In past projects we have looked at the head/tail along with the structure and the dimensions of the data. We want to continue this practice.

This dataset has 25 columns, and we are unable to see it all without adjusting the width. We can do this by

options(repr.matrix.max.cols=25, repr.matrix.max.rows=200)

and we also remember (from the previous project) that we can set the output in R to look more natural this way:

options(jupyter.rich_display = F)
Helpful Hint

You can look at the first 6 rows (head), the last 6 rows (tail), the structure (str), and/or the dimensions (dim) of the dataset.

  1. How many unique regions are there in total? Name 5 of the different regions that are included in this dataset.

  2. How many cars are manufactured in 2011 or afterwards, i.e., they are made in 2011 or newer?

  3. In what year was the oldest model manufactured? In what year was the most recent model manufactured? In which year were the most cars manufactured?

Helpful Hint

To sort and order a single vector you can use this code:

head(myDF$year[order(myDF$year)])

You can also use the sort function, as demonstrated in earlier projects.

Items to submit
  • Code used to solve this problem.

  • Output from running the code.

  • Answers to the 3 questions above.

TWO

  1. Create a new column in your data.frame that is labeled newflag which indicates if the vehicle for sale has been labeled as like new. In other words, the column newflag should be TRUE if the vehicle on that row is like new, and FALSE otherwise.
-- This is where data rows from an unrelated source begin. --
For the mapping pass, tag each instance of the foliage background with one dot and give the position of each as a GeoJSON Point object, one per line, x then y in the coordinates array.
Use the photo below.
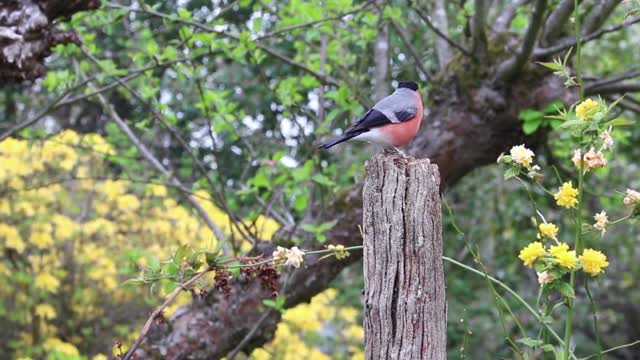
{"type": "Point", "coordinates": [82, 211]}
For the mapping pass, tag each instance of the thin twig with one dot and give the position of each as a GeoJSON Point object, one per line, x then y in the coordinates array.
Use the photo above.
{"type": "Point", "coordinates": [324, 78]}
{"type": "Point", "coordinates": [439, 33]}
{"type": "Point", "coordinates": [511, 67]}
{"type": "Point", "coordinates": [159, 167]}
{"type": "Point", "coordinates": [314, 22]}
{"type": "Point", "coordinates": [158, 311]}
{"type": "Point", "coordinates": [563, 45]}
{"type": "Point", "coordinates": [411, 49]}
{"type": "Point", "coordinates": [637, 342]}
{"type": "Point", "coordinates": [160, 117]}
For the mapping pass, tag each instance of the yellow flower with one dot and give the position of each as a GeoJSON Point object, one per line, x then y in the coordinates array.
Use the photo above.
{"type": "Point", "coordinates": [532, 252]}
{"type": "Point", "coordinates": [41, 239]}
{"type": "Point", "coordinates": [557, 249]}
{"type": "Point", "coordinates": [549, 230]}
{"type": "Point", "coordinates": [522, 155]}
{"type": "Point", "coordinates": [57, 345]}
{"type": "Point", "coordinates": [566, 259]}
{"type": "Point", "coordinates": [157, 190]}
{"type": "Point", "coordinates": [47, 282]}
{"type": "Point", "coordinates": [583, 109]}
{"type": "Point", "coordinates": [46, 311]}
{"type": "Point", "coordinates": [12, 238]}
{"type": "Point", "coordinates": [601, 221]}
{"type": "Point", "coordinates": [593, 261]}
{"type": "Point", "coordinates": [566, 195]}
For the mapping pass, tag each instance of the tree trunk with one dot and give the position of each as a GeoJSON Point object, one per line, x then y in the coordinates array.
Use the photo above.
{"type": "Point", "coordinates": [27, 33]}
{"type": "Point", "coordinates": [468, 126]}
{"type": "Point", "coordinates": [405, 313]}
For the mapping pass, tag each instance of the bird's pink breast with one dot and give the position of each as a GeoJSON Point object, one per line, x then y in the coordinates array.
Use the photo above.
{"type": "Point", "coordinates": [402, 133]}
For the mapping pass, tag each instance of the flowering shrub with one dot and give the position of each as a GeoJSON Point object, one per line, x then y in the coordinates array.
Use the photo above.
{"type": "Point", "coordinates": [556, 263]}
{"type": "Point", "coordinates": [71, 235]}
{"type": "Point", "coordinates": [318, 325]}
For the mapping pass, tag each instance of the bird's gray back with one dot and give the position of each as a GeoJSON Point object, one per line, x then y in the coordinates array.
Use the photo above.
{"type": "Point", "coordinates": [399, 106]}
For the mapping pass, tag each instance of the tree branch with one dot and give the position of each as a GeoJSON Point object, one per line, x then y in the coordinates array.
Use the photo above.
{"type": "Point", "coordinates": [556, 22]}
{"type": "Point", "coordinates": [478, 33]}
{"type": "Point", "coordinates": [62, 100]}
{"type": "Point", "coordinates": [615, 88]}
{"type": "Point", "coordinates": [315, 22]}
{"type": "Point", "coordinates": [512, 66]}
{"type": "Point", "coordinates": [146, 153]}
{"type": "Point", "coordinates": [237, 222]}
{"type": "Point", "coordinates": [322, 77]}
{"type": "Point", "coordinates": [381, 57]}
{"type": "Point", "coordinates": [571, 41]}
{"type": "Point", "coordinates": [411, 49]}
{"type": "Point", "coordinates": [455, 135]}
{"type": "Point", "coordinates": [613, 79]}
{"type": "Point", "coordinates": [158, 311]}
{"type": "Point", "coordinates": [599, 15]}
{"type": "Point", "coordinates": [503, 21]}
{"type": "Point", "coordinates": [443, 48]}
{"type": "Point", "coordinates": [440, 34]}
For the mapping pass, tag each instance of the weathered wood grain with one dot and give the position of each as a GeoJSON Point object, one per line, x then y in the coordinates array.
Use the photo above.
{"type": "Point", "coordinates": [405, 306]}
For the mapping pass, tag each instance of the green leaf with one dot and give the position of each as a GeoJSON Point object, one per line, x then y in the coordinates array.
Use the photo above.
{"type": "Point", "coordinates": [260, 180]}
{"type": "Point", "coordinates": [235, 270]}
{"type": "Point", "coordinates": [170, 286]}
{"type": "Point", "coordinates": [171, 269]}
{"type": "Point", "coordinates": [179, 255]}
{"type": "Point", "coordinates": [184, 14]}
{"type": "Point", "coordinates": [539, 266]}
{"type": "Point", "coordinates": [511, 172]}
{"type": "Point", "coordinates": [301, 202]}
{"type": "Point", "coordinates": [322, 180]}
{"type": "Point", "coordinates": [571, 123]}
{"type": "Point", "coordinates": [563, 288]}
{"type": "Point", "coordinates": [531, 126]}
{"type": "Point", "coordinates": [551, 65]}
{"type": "Point", "coordinates": [530, 342]}
{"type": "Point", "coordinates": [530, 115]}
{"type": "Point", "coordinates": [619, 122]}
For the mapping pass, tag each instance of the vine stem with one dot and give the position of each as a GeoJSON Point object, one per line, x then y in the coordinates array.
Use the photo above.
{"type": "Point", "coordinates": [594, 311]}
{"type": "Point", "coordinates": [569, 323]}
{"type": "Point", "coordinates": [161, 308]}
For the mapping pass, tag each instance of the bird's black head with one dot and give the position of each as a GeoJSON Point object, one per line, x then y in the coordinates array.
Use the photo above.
{"type": "Point", "coordinates": [409, 85]}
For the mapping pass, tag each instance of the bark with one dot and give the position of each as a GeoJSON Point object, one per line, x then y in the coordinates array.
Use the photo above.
{"type": "Point", "coordinates": [469, 126]}
{"type": "Point", "coordinates": [27, 33]}
{"type": "Point", "coordinates": [405, 313]}
{"type": "Point", "coordinates": [472, 118]}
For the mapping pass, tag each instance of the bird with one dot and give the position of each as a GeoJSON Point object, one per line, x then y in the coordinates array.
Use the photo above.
{"type": "Point", "coordinates": [391, 122]}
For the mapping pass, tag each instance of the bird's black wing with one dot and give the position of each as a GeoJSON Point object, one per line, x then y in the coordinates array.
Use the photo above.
{"type": "Point", "coordinates": [373, 118]}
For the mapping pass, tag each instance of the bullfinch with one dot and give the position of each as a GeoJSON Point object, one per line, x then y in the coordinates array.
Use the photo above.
{"type": "Point", "coordinates": [393, 121]}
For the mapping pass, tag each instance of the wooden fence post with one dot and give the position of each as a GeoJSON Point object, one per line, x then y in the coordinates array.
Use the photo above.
{"type": "Point", "coordinates": [405, 313]}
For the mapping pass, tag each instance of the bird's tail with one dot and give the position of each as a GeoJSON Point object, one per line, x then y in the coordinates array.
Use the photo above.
{"type": "Point", "coordinates": [339, 139]}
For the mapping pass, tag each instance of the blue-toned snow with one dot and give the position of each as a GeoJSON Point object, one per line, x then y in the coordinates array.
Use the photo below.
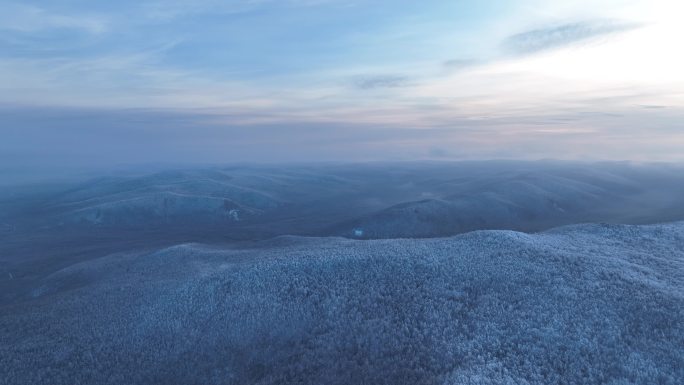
{"type": "Point", "coordinates": [586, 304]}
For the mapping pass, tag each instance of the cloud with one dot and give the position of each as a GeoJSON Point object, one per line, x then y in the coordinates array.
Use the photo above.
{"type": "Point", "coordinates": [563, 35]}
{"type": "Point", "coordinates": [371, 82]}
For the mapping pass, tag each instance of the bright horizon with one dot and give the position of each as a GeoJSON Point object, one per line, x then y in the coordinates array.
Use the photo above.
{"type": "Point", "coordinates": [100, 83]}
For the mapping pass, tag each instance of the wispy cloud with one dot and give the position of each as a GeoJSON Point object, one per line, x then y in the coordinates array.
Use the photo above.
{"type": "Point", "coordinates": [563, 35]}
{"type": "Point", "coordinates": [370, 82]}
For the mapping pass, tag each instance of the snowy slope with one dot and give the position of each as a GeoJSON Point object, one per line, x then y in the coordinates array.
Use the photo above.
{"type": "Point", "coordinates": [586, 304]}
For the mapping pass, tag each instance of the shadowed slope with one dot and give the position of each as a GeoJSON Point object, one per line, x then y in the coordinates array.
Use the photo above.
{"type": "Point", "coordinates": [590, 304]}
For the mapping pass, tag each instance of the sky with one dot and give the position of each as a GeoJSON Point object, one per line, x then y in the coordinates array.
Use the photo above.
{"type": "Point", "coordinates": [99, 83]}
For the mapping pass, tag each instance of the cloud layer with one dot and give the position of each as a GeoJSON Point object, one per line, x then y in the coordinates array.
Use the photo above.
{"type": "Point", "coordinates": [339, 80]}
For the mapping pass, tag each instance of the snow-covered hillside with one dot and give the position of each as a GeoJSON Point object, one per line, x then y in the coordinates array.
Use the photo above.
{"type": "Point", "coordinates": [586, 304]}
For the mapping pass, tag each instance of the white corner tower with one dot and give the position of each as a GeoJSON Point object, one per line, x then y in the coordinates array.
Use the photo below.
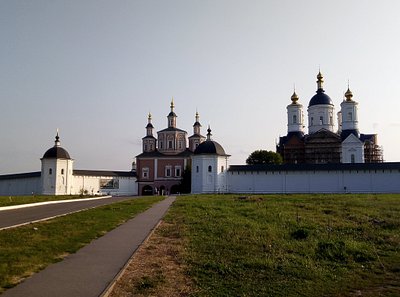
{"type": "Point", "coordinates": [352, 146]}
{"type": "Point", "coordinates": [320, 109]}
{"type": "Point", "coordinates": [57, 171]}
{"type": "Point", "coordinates": [295, 115]}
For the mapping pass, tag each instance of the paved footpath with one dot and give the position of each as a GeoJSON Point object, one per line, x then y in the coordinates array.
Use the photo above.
{"type": "Point", "coordinates": [92, 269]}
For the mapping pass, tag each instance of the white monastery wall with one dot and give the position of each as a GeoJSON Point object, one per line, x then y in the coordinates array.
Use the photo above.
{"type": "Point", "coordinates": [20, 186]}
{"type": "Point", "coordinates": [335, 181]}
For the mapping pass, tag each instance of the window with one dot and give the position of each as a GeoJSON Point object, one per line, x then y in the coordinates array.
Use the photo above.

  2. Create a new column called pricecategory that is

    1. cheap for vehicles less than or equal to $1,500

    2. average for vehicles strictly more than $1,500 but less than or equal to $10,000

    3. expensive for vehicles strictly more than $10,000

  3. How many cars are there in each of these three pricecategories ?

Helpful Hint

Remember to consider any 0 values and or NA values

Items to submit
  • Code used to solve this problem.

  • Output from running the code.

  • The answer to the questions above.

THREE

vectoriztion

Most of R’s functions are vectorized, which means that the function will be applied to all elements of a vector, without needing to loop through the elements one at a time. The most common way to access individual elements is by using the [] symbol for indexing.

  1. Using the table() function, and the column myDF$newflag, identify how many vehicles are like new and how many vehicles are not like new.

  2. Now using the cut function and appropriate breaks, create a new column called newpricecategory. Verify that this column is identical to the previously created pricecategory column, created in question TWO.

  3. Make another column called odometerage, which has values new or middle age or old, according to whether the odometer is (respectively): less than or equal to 50000; strictly greater than 50000 and less than or equal to 100000; or strictly greater than 100000. How many cars are in each of these categories?

Helpful Hint
cut(myvector, breaks = c(10,50,200) , labels = c(a,b,c))
Items to submit
  • Code used to solve this problem.

  • Output from running the code.

  • The answer to the questions above.

FOUR

Preparing for Mapping

  1. Extract all of the data for indianapolis into a data.frame called myIndy

  2. Identify the most popular region from myDF, and extract all of the data from that region into a data.frame called popularRegion.

  3. Create a third data.frame with the data from a region of your choice

Items to submit
  • Code used to solve this problem.

  • Output from running the code.

  • The answer to the questions above.

FIVE

Mapping

Using the R package leaflet, make 3 maps of the USA, namely, one map for the data in each of the data.frames from question FOUR.

Items to submit
  • Code used to solve this problem.

  • Output from running the code.

  • The answers to the 3 questions above.

Please make sure to double check that your submission is complete, and contains all of your code and output before submitting. If you are on a spotty internet connection, it is recommended to download your submission after submitting it to make sure what you think you submitted, was what you actually submitted.

In addition, please review our submission guidelines before submitting your project.